The International Energy Agency (IEA) has released its latest forecast: by the end of 2026, global data center electricity consumption will exceed 1,000 TWh — equivalent to Japan's entire annual electricity usage.
For context, that figure stood at 460 TWh in 2022, meaning consumption has more than doubled in less than four years.
Where is the growth coming from?
The vast majority comes from AI.
Specifically, two types of workloads: AI model training (which fewer players are doing) and AI inference (which an increasing number of users are running).
A January 2026 report from Bloom Energy estimated that U.S. data center energy demand would surge from 80 GW in 2025 to 150 GW in 2028 — nearly doubling in three years, almost entirely driven by AI.
The U.S. Energy Information Administration takes a longer view, projecting that data centers could account for 12% of total U.S. electricity consumption by 2030, up from 4% today.
To put the scale in perspective: a single large AI training facility requires between 100 MW and 1,000 MW of dedicated power. The highest-end facility consumes as much electricity as 800,000 typical homes.
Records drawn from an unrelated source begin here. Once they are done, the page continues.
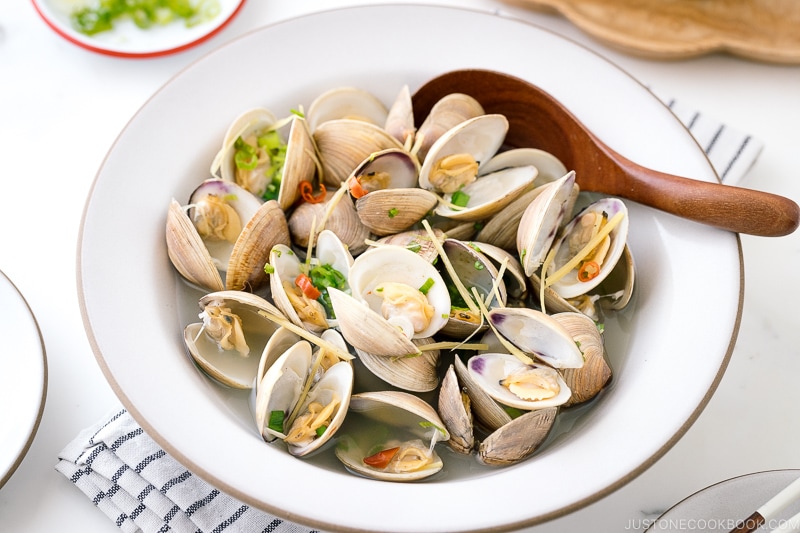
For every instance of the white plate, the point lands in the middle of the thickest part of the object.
(723, 505)
(127, 40)
(668, 352)
(23, 381)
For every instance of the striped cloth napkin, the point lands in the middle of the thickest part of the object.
(142, 489)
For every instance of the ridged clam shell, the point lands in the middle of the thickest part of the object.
(416, 374)
(585, 382)
(390, 211)
(449, 111)
(569, 286)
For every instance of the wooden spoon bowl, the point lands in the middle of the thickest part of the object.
(537, 120)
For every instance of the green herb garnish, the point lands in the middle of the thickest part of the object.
(459, 198)
(276, 421)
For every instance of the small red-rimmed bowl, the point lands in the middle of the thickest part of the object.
(127, 40)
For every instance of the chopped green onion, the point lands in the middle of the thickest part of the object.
(426, 286)
(276, 421)
(459, 198)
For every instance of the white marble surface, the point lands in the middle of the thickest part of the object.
(61, 108)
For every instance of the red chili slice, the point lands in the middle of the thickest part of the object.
(307, 192)
(305, 285)
(381, 459)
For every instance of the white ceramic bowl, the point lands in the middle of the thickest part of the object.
(668, 351)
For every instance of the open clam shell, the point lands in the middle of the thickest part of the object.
(518, 439)
(489, 193)
(278, 169)
(396, 419)
(228, 343)
(585, 382)
(448, 112)
(416, 373)
(237, 233)
(539, 334)
(388, 199)
(473, 269)
(390, 281)
(248, 126)
(299, 164)
(340, 218)
(290, 387)
(612, 294)
(455, 409)
(573, 238)
(479, 137)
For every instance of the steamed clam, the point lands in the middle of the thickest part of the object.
(396, 296)
(299, 288)
(424, 239)
(227, 229)
(303, 396)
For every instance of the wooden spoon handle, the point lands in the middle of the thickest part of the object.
(724, 206)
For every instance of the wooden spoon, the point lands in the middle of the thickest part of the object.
(538, 120)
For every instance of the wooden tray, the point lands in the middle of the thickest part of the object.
(763, 30)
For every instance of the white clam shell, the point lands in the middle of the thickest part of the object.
(346, 103)
(229, 367)
(395, 264)
(252, 120)
(549, 167)
(281, 389)
(489, 369)
(480, 137)
(569, 286)
(490, 193)
(243, 202)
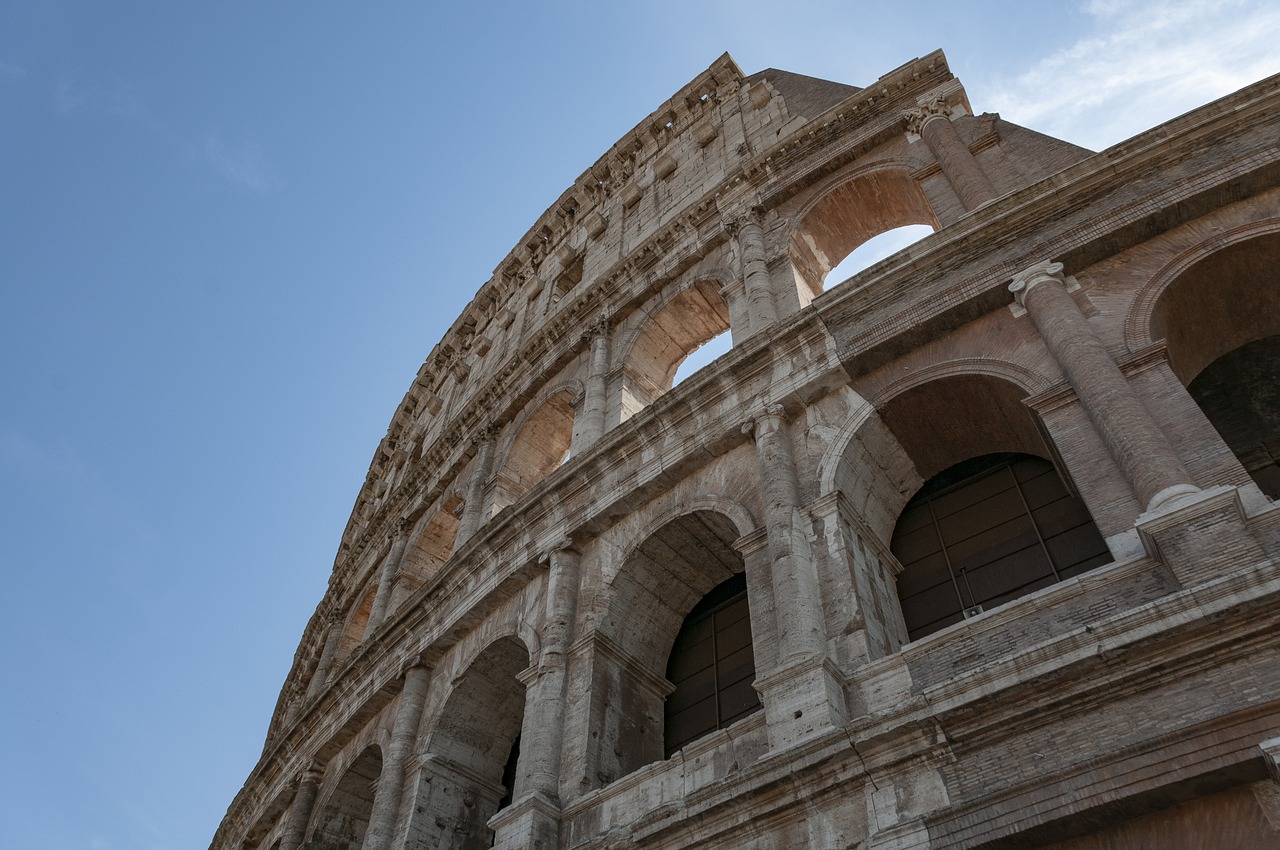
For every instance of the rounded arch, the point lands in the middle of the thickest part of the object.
(472, 748)
(664, 575)
(353, 630)
(849, 210)
(1217, 309)
(430, 547)
(984, 531)
(1219, 301)
(538, 443)
(343, 817)
(1142, 328)
(663, 333)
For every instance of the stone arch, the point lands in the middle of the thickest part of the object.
(990, 515)
(471, 749)
(343, 817)
(430, 547)
(662, 334)
(353, 631)
(1141, 328)
(850, 210)
(663, 576)
(538, 443)
(1217, 311)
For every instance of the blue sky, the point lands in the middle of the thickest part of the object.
(229, 233)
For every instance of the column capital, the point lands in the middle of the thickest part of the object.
(1043, 272)
(563, 544)
(766, 423)
(600, 328)
(734, 224)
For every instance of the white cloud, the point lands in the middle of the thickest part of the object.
(245, 165)
(1147, 62)
(73, 95)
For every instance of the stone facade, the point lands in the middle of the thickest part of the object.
(492, 661)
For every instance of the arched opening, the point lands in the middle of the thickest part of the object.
(429, 552)
(712, 667)
(1221, 323)
(1239, 393)
(873, 250)
(992, 519)
(658, 592)
(686, 323)
(984, 531)
(344, 818)
(539, 448)
(355, 631)
(470, 769)
(704, 355)
(850, 215)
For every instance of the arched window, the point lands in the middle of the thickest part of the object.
(539, 448)
(684, 325)
(1239, 393)
(851, 214)
(344, 818)
(986, 531)
(1220, 319)
(712, 666)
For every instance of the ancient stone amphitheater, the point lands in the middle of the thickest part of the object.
(973, 549)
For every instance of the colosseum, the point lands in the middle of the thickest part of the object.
(976, 548)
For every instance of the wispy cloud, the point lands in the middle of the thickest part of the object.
(245, 164)
(73, 95)
(1147, 62)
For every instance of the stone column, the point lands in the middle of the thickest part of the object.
(795, 585)
(589, 424)
(547, 711)
(387, 576)
(932, 122)
(755, 273)
(391, 782)
(803, 694)
(300, 810)
(472, 507)
(1132, 437)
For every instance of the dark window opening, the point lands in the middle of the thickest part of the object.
(986, 531)
(712, 666)
(508, 776)
(1239, 393)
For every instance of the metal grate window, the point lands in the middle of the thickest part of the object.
(986, 531)
(712, 666)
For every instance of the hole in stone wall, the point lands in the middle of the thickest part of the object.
(873, 250)
(703, 356)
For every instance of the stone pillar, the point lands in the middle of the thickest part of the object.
(589, 424)
(755, 273)
(472, 506)
(803, 694)
(1130, 434)
(391, 782)
(387, 576)
(300, 810)
(543, 748)
(932, 122)
(795, 584)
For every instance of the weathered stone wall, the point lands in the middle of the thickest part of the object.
(499, 618)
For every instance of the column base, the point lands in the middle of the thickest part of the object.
(1198, 537)
(529, 823)
(800, 700)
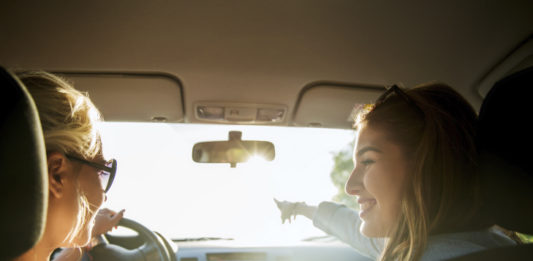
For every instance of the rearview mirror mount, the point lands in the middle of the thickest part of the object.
(233, 151)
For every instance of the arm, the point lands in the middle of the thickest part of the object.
(343, 223)
(336, 220)
(105, 220)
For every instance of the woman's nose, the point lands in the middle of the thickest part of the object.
(353, 184)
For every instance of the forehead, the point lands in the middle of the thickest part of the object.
(368, 136)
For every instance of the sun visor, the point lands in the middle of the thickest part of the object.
(146, 97)
(332, 105)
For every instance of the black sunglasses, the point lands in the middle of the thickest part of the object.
(398, 91)
(106, 171)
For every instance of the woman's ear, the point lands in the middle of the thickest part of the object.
(57, 169)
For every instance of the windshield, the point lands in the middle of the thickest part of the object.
(160, 185)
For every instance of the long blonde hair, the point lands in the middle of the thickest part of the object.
(436, 131)
(69, 119)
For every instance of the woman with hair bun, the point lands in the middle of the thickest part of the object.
(78, 174)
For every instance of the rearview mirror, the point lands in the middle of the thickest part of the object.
(232, 151)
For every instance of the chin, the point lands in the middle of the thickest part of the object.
(83, 238)
(371, 230)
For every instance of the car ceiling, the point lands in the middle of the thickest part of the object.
(267, 51)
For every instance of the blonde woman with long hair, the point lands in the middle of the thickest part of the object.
(78, 174)
(415, 179)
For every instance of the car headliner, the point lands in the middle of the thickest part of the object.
(267, 51)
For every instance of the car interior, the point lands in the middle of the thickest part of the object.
(179, 82)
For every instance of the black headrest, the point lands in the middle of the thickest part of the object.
(23, 181)
(506, 142)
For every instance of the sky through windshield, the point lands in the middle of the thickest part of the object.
(161, 187)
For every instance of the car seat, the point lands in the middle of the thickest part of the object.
(24, 182)
(505, 143)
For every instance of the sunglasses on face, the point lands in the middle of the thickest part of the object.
(106, 171)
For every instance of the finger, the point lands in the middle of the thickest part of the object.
(116, 218)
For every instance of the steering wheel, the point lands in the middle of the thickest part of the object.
(152, 249)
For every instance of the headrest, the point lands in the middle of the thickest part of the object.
(505, 142)
(24, 183)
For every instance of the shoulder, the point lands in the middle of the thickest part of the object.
(457, 244)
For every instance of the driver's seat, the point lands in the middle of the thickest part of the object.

The grid is buckling under the strain
This is not just an abstract energy statistic — it is already affecting real people.
A March analysis by Consumer Reports found that in data-center-dense regions such as Virginia, Texas, and Georgia, residential electricity bills have risen by 8% to 15%.
This raises a politically charged question: who should pay for AI's electricity consumption?
Data center operators typically secure discounted bulk power rates, while residential rates continue to climb. The fairness of this pricing structure is now being debated in those states.
However, a new study released yesterday (April 9) found no direct evidence of a causal link between AI data centers and rising residential electricity bills — the debate remains unresolved.
The problem of power supply
With such a massive increase in demand, where will the electricity come from?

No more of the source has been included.